While most people may know the Zac Brown Band as those country guys that sing about fried chicken and a cold beer on a Friday night, I can assure you there is a whole lot more on this band’s menu. Upstate New York fans in Darien Center and Saratoga Springs had the opportunity to hear country, rock, blues, bluegrass, metal, and island music in the same evening. Six different bands didn’t play, just one. Well, two if you count the spectacular opener, Sturgill Simpson, who is in a category all to himself.
Sturgill Simpson started the evening off with no introduction and no high-production stage setup. It was just Sturgill, his band, and their immense talent. That alone was enough to fill the stage. While he may have sung a cheating song in pure old country fashion to start the evening, die-hard country fans were met with great music and some non-traditional country topics as the set progressed. Simpson looked like he walked off the set of Welcome Back Kotter, wearing a non-country uniform consisting of a 3/4 sleeve baseball jersey, think 1970′s. In fact, everything about him screamed the ’70s – his attire, his musical style, and even his haircut. It was reminiscent of listening to AM radio in my mom’s kitchen – tapping my feet while eating my Farina Cream of Wheat and grabbing my bagged lunch before running off to school. However, with lyrics like “There’s a gateway in our mind that leads somewhere out there beyond this plane, Where reptile aliens made of light cut you open and pull out all your pain” and “Every morning when I rise I look in the mirror and despise, The sight of everything and all that I’ve become.” This is definitely not my mama’s country music. Perhaps more like listening to a modern-day metaphysical outlaw – a splendid mix of Kris or Willie’s ability to write and Merle or Waylon’s soulful badassery that spews out in the music. Sturgill didn’t speak a whole lot on stage, but when he did, he commented that “this (SPAC) is a really cool venue, man” and that Upstate “is a really beautiful place.” A nice realization to others that New York is much more than skyscrapers and taxi cabs.

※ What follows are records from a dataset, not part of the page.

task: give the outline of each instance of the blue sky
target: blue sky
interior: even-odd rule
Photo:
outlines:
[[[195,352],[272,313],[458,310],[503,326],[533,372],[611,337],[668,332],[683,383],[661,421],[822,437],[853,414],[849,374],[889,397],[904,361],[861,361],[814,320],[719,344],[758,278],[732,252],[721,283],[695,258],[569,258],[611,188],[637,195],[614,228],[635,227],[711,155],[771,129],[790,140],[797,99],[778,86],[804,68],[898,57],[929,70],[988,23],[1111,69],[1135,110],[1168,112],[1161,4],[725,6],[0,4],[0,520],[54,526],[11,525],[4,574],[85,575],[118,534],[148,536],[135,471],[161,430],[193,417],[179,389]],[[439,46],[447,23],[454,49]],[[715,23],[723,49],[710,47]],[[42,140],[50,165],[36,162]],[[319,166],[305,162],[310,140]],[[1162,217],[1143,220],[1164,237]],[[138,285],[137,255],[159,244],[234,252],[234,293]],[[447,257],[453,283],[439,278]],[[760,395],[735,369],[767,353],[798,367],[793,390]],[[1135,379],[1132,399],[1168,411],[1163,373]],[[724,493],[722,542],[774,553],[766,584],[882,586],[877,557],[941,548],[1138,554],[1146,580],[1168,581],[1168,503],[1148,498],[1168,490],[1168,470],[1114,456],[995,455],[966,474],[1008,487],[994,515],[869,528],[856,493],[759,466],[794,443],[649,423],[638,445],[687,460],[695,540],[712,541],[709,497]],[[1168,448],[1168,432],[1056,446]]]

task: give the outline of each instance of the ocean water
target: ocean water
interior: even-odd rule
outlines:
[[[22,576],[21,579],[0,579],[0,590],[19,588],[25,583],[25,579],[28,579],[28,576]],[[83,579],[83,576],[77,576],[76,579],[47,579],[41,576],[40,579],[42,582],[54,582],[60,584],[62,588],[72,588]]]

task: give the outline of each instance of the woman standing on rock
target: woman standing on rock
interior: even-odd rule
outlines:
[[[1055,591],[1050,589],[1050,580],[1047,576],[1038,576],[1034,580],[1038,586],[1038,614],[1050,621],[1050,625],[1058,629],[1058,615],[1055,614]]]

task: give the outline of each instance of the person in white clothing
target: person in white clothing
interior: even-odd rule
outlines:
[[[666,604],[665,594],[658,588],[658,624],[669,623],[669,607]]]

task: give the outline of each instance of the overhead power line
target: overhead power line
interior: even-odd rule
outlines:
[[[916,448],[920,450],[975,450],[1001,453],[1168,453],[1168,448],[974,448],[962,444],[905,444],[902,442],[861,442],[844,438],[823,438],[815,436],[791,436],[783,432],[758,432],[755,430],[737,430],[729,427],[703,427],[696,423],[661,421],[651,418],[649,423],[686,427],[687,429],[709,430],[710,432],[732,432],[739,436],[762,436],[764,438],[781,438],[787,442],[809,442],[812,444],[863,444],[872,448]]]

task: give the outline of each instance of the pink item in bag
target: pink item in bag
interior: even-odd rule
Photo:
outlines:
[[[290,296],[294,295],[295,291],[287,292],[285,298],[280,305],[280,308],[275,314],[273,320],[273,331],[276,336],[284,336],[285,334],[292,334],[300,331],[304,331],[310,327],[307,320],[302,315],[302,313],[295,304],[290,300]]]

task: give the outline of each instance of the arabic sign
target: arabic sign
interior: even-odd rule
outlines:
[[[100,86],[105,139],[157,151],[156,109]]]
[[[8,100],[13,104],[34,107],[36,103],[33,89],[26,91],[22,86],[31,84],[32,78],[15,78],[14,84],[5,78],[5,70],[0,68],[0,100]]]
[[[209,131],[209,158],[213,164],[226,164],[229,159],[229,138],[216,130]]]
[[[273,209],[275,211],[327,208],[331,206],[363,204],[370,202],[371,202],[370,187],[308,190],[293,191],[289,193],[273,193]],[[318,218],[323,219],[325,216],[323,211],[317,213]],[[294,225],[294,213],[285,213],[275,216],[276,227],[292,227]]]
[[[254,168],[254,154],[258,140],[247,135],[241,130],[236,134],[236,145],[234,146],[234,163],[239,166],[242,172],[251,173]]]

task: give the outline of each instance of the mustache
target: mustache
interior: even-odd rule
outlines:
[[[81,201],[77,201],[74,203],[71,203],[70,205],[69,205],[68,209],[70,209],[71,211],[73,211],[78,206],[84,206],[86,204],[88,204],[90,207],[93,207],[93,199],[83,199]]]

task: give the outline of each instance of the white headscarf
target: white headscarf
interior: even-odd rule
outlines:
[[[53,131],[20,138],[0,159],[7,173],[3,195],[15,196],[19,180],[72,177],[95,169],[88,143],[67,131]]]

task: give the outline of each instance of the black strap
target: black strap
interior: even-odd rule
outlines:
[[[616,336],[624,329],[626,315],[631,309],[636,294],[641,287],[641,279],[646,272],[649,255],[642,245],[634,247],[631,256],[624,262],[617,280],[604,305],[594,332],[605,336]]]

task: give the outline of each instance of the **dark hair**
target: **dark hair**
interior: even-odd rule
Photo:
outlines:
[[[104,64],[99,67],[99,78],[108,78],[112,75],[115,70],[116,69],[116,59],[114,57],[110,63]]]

The Zac Brown Band could possibly be country music’s best live band. Their music pulls you in, though after hearing it, you might choose to jump right in on your own. It was no surprise that the eight-piece band brought a huge sound, featuring three guitars (Zac plays along while singing with his rich, melodic tones), fiddle, bass, keys, drums and additional percussion. The multi-part harmonies supplied by the rest of the band gave emphasis to choruses, as if the 17,000 in attendance singing along to every song weren’t enough.
Upbeat fiddlin’, sweet guitar pickin’, twangy singin’ all went together to make some soulful, redneck rock. From that to Mediterranean feel, island music, the band seemed to do it all. It didn’t matter what type of tune ZBB played, the crowd stayed on their feet and danced the summer night away. The first set included a brief intermission while the stage crew switched over to the acoustic set. During that time, the entire band didn’t leave the stage. Instead, they shot, flung, slingshot and tossed about a hundred t-shirts into the eager crowd.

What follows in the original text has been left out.